How hard it is keeping anonymity?
Our Agent Millions keep their role a closely guarded secret, not telling friends or some even their family.
We asked Agent Million and they said: ‘It’s not a burden, it’s exciting and it’s delicious.’
What’s the job like?
Agent Million has described it as being ‘an absolute privilege.’
They love the anticipation of meeting the winners, talking to them, and each delivery stands out quite clearly.
How do people react to being told they have won?
NS&I asked Agent Million for their best moments:
Agent Million gave the news to the winners’ responsible parent as the winner was a child at the time of the win. The parent was just about to have her second child so the news came at the most welcome time.
On another occasion, Agent Million dragged a winner out of bed, and told the news of the jackpot win while they were still in their pyjamas.
Agent Million once gave the news to a holder who only had £1,001 in Premium Bonds, showing that you don’t have to have the maximum £50,000 invested to win the jackpot.
One winner said they were off to buy McDonald’s to celebrate. Agent Million suggested that they buy champagne to go with it as a treat.
A winner’s wife aimed a hosepipe at Agent Million asking why they were wanting to speak to her husband. It all turned out okay in the end, and the wife dubbed Agent Million ‘her guardian angel.’

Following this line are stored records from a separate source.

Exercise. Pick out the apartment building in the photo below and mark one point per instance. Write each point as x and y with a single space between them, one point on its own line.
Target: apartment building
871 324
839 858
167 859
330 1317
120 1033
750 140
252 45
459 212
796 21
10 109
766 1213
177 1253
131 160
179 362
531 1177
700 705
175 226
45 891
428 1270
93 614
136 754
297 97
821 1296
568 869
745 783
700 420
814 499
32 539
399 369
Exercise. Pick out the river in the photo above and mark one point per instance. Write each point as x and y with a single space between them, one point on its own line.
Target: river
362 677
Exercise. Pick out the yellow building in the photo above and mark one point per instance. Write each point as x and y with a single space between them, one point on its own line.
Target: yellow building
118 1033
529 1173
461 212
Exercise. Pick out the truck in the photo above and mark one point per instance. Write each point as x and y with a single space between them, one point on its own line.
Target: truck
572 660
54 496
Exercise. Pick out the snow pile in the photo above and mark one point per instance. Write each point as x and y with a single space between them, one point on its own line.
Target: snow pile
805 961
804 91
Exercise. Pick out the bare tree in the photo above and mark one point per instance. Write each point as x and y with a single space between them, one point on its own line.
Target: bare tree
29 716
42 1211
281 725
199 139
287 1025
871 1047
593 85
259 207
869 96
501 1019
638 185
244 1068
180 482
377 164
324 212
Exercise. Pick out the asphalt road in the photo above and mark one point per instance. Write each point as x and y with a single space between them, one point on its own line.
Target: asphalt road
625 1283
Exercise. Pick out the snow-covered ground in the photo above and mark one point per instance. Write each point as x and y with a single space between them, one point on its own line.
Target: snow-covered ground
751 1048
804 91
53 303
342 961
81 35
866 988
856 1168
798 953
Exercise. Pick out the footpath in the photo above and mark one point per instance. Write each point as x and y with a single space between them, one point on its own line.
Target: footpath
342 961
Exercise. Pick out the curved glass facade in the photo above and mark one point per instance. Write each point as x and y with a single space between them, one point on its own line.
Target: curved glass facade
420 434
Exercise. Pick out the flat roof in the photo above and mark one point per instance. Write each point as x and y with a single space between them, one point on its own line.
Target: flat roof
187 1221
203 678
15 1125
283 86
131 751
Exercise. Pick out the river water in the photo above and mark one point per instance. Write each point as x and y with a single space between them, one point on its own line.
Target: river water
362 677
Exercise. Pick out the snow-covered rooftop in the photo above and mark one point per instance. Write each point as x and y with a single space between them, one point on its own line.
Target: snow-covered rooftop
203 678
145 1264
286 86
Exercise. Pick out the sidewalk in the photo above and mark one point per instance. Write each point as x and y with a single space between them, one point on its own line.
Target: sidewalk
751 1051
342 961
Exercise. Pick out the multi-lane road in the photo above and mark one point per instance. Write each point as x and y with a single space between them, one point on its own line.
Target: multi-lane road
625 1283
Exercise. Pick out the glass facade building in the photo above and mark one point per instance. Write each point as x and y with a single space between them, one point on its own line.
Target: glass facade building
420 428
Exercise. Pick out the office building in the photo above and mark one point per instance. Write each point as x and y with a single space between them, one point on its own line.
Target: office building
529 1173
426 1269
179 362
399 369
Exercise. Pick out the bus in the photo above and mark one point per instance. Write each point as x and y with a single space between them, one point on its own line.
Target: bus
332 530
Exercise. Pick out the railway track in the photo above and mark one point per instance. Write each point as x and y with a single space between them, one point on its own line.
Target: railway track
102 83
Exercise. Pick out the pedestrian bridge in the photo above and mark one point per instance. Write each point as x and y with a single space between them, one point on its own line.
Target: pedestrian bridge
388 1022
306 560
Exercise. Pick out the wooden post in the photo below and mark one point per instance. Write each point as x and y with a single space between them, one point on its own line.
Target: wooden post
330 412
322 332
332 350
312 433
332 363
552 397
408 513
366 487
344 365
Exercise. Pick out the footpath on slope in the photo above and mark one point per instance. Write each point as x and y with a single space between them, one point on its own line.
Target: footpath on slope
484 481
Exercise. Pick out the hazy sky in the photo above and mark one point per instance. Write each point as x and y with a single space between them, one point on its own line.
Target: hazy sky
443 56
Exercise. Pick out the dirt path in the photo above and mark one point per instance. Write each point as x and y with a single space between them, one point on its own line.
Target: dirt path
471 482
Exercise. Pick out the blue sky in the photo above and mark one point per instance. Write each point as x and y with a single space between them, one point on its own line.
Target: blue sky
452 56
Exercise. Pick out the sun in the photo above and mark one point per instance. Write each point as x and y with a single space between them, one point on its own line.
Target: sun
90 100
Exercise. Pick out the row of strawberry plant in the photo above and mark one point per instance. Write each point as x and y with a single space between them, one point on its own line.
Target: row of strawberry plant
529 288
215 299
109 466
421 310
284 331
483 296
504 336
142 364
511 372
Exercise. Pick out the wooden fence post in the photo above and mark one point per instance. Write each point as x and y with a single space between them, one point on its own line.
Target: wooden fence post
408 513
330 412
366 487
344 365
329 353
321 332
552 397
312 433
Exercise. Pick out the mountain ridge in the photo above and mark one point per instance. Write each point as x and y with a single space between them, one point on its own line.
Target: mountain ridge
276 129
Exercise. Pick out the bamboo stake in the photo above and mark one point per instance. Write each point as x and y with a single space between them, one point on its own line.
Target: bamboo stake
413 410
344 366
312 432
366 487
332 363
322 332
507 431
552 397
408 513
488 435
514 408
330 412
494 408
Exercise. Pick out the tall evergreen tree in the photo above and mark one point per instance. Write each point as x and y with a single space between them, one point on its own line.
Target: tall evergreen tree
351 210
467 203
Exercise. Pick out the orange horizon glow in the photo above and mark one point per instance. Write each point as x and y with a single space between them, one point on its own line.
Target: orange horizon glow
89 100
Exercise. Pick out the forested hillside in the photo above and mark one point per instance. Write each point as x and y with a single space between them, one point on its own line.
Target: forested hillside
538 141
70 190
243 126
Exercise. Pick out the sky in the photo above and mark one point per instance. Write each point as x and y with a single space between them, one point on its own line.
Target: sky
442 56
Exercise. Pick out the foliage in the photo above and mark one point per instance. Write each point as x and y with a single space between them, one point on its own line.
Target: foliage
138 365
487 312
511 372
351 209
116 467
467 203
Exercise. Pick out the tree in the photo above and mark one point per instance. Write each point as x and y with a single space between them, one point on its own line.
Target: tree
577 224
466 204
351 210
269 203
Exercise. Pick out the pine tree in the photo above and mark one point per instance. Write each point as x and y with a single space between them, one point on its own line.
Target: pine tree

Agent Million told a winner just as they were about to go out. When told about the win, the winner and their partner both jumped up from the sofa they had been sitting on the edge of, and danced and hugged each other and then hugged Agent Million. The family had been supporting both of their children through university and had both had to take on extra jobs to keep everything paid. The jackpot win gave them the opportunity to fund their children’s futures.